Sunday, May 10, 2009

sunflowers

opps! the wire info was for Jan, not you Nancy! Good to see you found your way to the blog!
Happy Mothers Day, mothers! and what a glorious day it is!!

About the sunflowers, Nancy, you may try putting some chicken wire, tomato cages, or the like over the seed and let them get up a ways before pulling the wire off. I'm guessing some bird is eating the seed or the young sprouts...we know how good sprouts are! I LOVE your pics!

Last Falls spinach has bolted, flowering now, so the leaves are much smaller, we pull it up as we harvest to make room for something else (I'm always in need of more space this time of year!)Normally I'd let it go to seed but last year was a bumper crop, so I have plenty. March's planting is ready to pick now too. Spinach anyone??

Sno peas started blooming last week, the sugar snap shouldn't be far behind! Yea! Beets and carrots broke ground during last week rains...and did it rain. Everything else is looking pretty good.
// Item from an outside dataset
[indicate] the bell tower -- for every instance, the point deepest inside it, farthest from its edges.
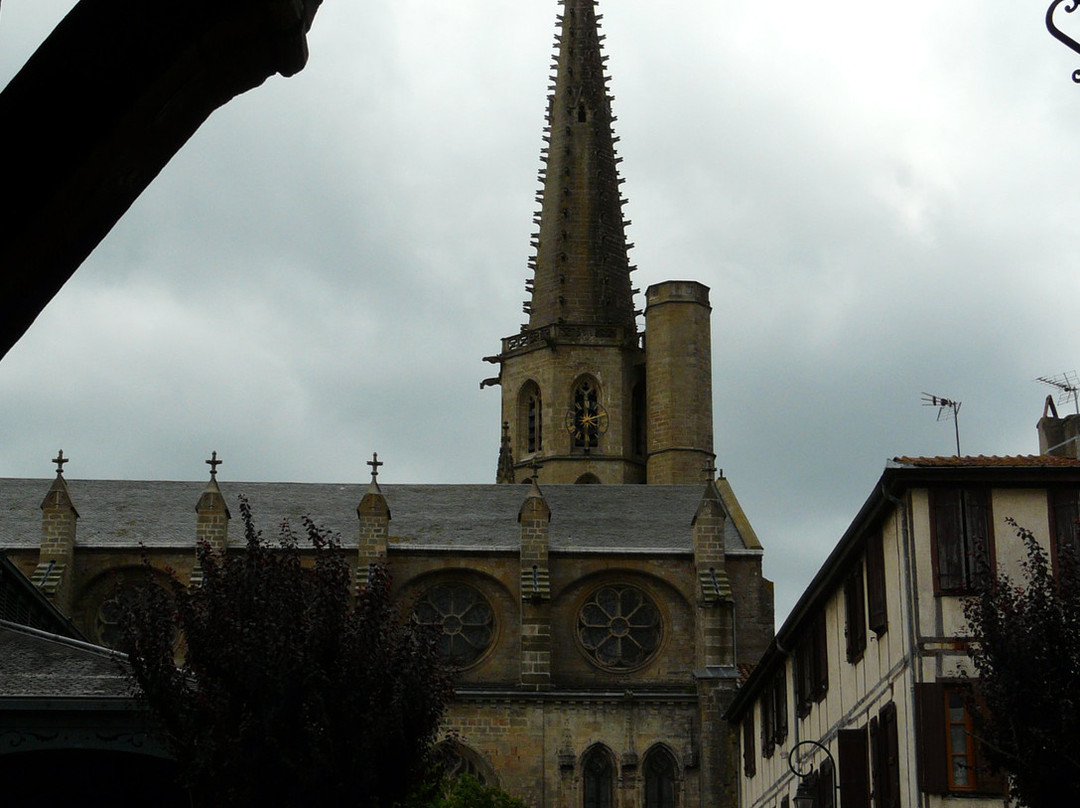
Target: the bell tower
(572, 379)
(575, 402)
This year more than others I've noticed my timing has been better getting seeds or transplants in the ground...sowing seeds before the rain and transplanting between the showers or on cloudy evenings. I think it does make a difference.

The fringed phallicia is the tallest and most robust I've ever seen it! Must be all the rain. The larkspur, butter wort or wild mustard (I have to look it up) and thimble flower are waning, just a few stragglers. The wood poppy is getting her second wind as we are past peak.

Love to all my fellow gardeners, Michael

Sunday, May 3, 2009

Lenore's Garden is Online

Lenore will be posting soon!!!!with all her garden updates.